Toni Morrison est née en 1931 à Lorain dans l’Ohio et décédée à New York en 2019. Elle fut romancière, essayiste, critique littéraire, dramaturge, librettiste, professeure de littérature et éditrice américaine. Après des études de lettres et une thèse sur le thème du suicide dans l’œuvre de William Faulkner et Virginia Woolf, elle devient professeur aux universités de Texas Southern, Howard, Yale et Princeton et éditrice chez Random House. Elle est lauréate du prix Pulitzer en 1988 et du prix Nobel de littérature en 1993. Descendante d’une famille d’esclaves, elle est connue pour avoir donné une visibilité littéraire aux Noirs et s’être imposée comme un phare de la culture afro-américaine. Elle a été membre du PEN America et vice-présidente du PEN International en 2006. En 2016, on lui décernait le PEN/Saul Below pour sa contribution à la littérature américaine. Beloved est l’un de ses titres les plus connus.

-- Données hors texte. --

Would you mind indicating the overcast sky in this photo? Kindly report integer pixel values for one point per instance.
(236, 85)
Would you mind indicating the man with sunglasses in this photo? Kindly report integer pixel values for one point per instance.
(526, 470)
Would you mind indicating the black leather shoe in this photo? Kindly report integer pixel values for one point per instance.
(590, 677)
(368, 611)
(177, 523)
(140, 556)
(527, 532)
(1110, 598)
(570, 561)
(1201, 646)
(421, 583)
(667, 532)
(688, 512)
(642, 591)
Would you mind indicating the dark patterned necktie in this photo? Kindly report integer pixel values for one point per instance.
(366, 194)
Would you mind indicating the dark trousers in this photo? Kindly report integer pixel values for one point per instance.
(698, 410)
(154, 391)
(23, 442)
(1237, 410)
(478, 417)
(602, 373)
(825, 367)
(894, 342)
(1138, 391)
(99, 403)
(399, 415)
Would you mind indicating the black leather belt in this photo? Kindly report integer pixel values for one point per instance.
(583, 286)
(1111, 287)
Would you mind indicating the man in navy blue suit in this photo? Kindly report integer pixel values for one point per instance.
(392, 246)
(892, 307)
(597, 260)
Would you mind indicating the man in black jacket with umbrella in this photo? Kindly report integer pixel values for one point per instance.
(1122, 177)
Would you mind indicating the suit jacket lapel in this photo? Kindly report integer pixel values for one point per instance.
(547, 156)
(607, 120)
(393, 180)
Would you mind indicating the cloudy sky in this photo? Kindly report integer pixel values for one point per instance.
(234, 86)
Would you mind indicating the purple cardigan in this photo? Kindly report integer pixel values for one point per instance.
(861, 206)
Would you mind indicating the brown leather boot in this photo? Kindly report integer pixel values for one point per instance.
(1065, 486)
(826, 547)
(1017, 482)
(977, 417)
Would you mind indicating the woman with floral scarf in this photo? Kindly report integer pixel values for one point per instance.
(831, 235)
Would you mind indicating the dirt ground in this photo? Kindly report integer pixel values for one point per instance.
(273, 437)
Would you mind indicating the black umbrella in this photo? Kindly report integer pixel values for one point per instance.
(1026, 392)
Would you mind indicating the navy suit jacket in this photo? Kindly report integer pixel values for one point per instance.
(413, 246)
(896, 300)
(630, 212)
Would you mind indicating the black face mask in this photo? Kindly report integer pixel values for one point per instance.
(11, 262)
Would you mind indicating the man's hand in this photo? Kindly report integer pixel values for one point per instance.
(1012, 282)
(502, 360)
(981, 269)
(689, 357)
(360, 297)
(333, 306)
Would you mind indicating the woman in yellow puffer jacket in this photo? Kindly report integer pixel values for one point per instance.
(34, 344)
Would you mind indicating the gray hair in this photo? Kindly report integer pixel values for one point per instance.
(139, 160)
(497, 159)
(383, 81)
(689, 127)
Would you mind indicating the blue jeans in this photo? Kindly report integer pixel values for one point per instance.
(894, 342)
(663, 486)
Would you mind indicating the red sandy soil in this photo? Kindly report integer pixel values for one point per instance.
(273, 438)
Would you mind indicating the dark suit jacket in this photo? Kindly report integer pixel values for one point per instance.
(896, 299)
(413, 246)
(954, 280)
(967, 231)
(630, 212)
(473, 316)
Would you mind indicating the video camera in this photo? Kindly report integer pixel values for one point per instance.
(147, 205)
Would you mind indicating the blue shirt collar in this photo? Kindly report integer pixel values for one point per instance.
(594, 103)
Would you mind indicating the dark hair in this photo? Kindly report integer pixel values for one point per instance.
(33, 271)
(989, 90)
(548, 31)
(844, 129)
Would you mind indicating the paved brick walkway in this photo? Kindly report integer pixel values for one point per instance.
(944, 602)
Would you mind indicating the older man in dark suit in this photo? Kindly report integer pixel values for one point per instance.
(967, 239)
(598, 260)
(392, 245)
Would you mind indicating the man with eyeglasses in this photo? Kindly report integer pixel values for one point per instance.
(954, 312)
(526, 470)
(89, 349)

Tanella Boni est née à Abidjan, en Côte d’Ivoire, en 1954. Écrivaine, philosophe et professeure de philosophie à l’Université Félix-Houphouët-Boigny à Abidjan, elle est poète, romancière, nouvelliste, essayiste, critique littéraire et critique d’art. Elle écrit également des livres pour enfants. Ses poèmes et ses essais philosophiques portent notamment sur la manière dont les femmes et les hommes peuvent vivre « en humains » et conserver leur dignité face à la violence. Son ouvrage Que vivent les femmes d’Afrique ? publié en 2008 s’intéresse à la place des femmes en Afrique, au féminisme et aux stratégies de résistance et de révolte féminines. Elle est considérée comme l’une des voix féminines majeures de la littérature africaine. Son recueil Là où il fait si clair en moi a été publié aux Éditions Bruno Doucey en mars 2017.
Marianne Cohn est une résistante allemande, née en 1922 à Mannheim et morte assassinée en 1944 en Haute-Savoie. Elle est l’aînée d’un couple d’intellectuels allemands d’ascendance juive, mais détachés de la religion israélite et peu liés à la communauté juive d’Allemagne. Alfred Cohn (1892-1954), le père de Marianne Cohn, est un ami d’école de Walter Benjamin. Elle sauve de la déportation plusieurs centaines d’enfants en les faisant passer clandestinement en Suisse. Un poème de Marianne, retrouvé dans la poche de l’un d’entre eux, constitue son seul témoignage des atrocités perpétrées par les nazis, des souffrances endurées pour ne pas trahir. «Je trahirai demain» dit-elle dans cette ode à la liberté. Elle sera assassinée par ses tortionnaires le 8 juillet 1944, en Haute-Savoie, à quelques jours de la libération. Bruno Doucey lui rend hommage dans un texte paru en 2014, Si tu parles, Marianne.